Update: I have raised my score since many of my concerns have been addressed.

伦理问题详情

There is potential for misuse of this method, and it may be challenging to mitigate these risks.

审稿意见
6

This paper presents GOAT, an automated agent-based red teaming framework designed for testing the robustness of large language models (LLMs) by simulating adversarial multi-turn conversations. GOAT leverages a general-purpose LLM as an attacker that utilizes multiple pre-defined adversarial prompting strategies to elicit policy-violating responses from target models. The methodology incorporates a step-by-step reasoning structure inspired by chain-of-thought prompting, allowing GOAT to adapt dynamically during conversations. The framework was evaluated against state-of-the-art models like GPT-4-Turbo and Llama 3.1, demonstrating a significant attack success rate (ASR@10) and outperforming existing multi-turn approaches such as Crescendo.

优点

  1. The framework achieved impressive results, with ASR@10 rates of 97% for Llama 3.1 and 88% for GPT-4-Turbo on the JailbreakBench dataset, surpassing existing methods.

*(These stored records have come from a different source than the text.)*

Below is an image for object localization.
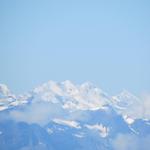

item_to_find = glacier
[0,80,150,150]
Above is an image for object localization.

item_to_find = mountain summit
[0,80,150,150]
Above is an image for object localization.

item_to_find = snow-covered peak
[85,124,109,138]
[33,80,107,110]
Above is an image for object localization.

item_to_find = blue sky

  2. GOAT is extensible, incorporating seven distinct adversarial strategies, such as Persona Modification and Response Priming, to simulate a variety of red teaming approaches.

缺点

  1. The paper didn't mention which specific large language model (LLM) was used as the attacker in the GOAT framework.

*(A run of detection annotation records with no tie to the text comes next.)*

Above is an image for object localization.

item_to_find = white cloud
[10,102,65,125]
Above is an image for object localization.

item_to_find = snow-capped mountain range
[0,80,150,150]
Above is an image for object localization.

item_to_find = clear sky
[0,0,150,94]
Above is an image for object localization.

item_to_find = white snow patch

  2. The maximum number of conversation turns was capped at five due to context window limitations. This constraint might impact the effectiveness of certain attack strategies and limits the scope of adversarial escalation in longer dialogues.

问题

  1. How does GOAT handle longer multi-turn conversations beyond the current limit of five turns, and what modifications would be needed to extend this capability?

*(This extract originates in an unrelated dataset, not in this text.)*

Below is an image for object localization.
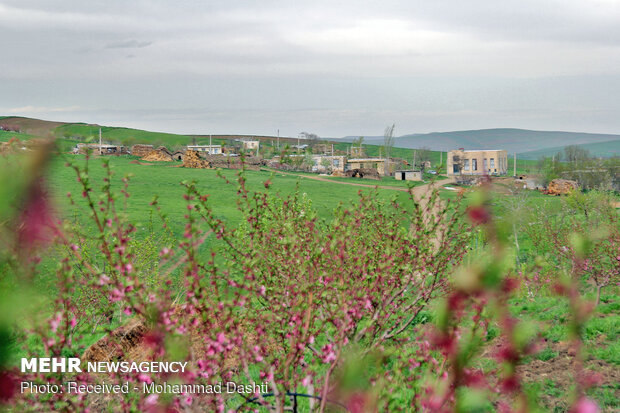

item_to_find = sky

  2. What criteria were used to select the attacker LLM, and how might changes to this choice impact GOAT’s performance?

  3. How adaptable is GOAT to LLMs that are continuously updated with new safety measures? Would it require significant re-training or additional adversarial strategy development?

AC 元评审

The reviewers for this paper have diverse assessments, with overall ratings for the paper being borderline. On the positive side, the reviewers acknowledged that the proposed automated red-teaming method leverages an interesting idea of multi-turn conservations simulating human red-teaming, and the method is effective and practically useful. On the negative side, the reviewers also raised several concerns about limited empirical analysis regarding considered baselines or attack combinations, lack of discussion/evaluation about potential defenses, and lack of systematic ablations to get better insights about multi-turn jailbreaking. We want to thank the authors for their responses and active engagement during the discussion phase. These responses did help in improving the reviewers' assessment of the paper; however, the paper's ratings still stand borderline. Nevertheless, this is potentially impactful work, and we encourage the authors to incorporate the reviewers' feedback when preparing a future paper revision.

审稿人讨论附加意见

This is a borderline paper leaning toward rejection. Only one reviewer has a high positive rating (8), championing the acceptance; the four other reviewers have borderline ratings (5,5,6,6). The reviewers raised several concerns about limited empirical analysis regarding considered baselines or attack combinations, lack of discussion/evaluation about potential defenses, and lack of systematic ablations to get better insights about multi-turn jailbreaking. The authors' responses did help improve the reviewers' assessment and ratings of the paper; however, some of the reviewers' concerns still remain unaddressed, and the paper is still borderline after discussions.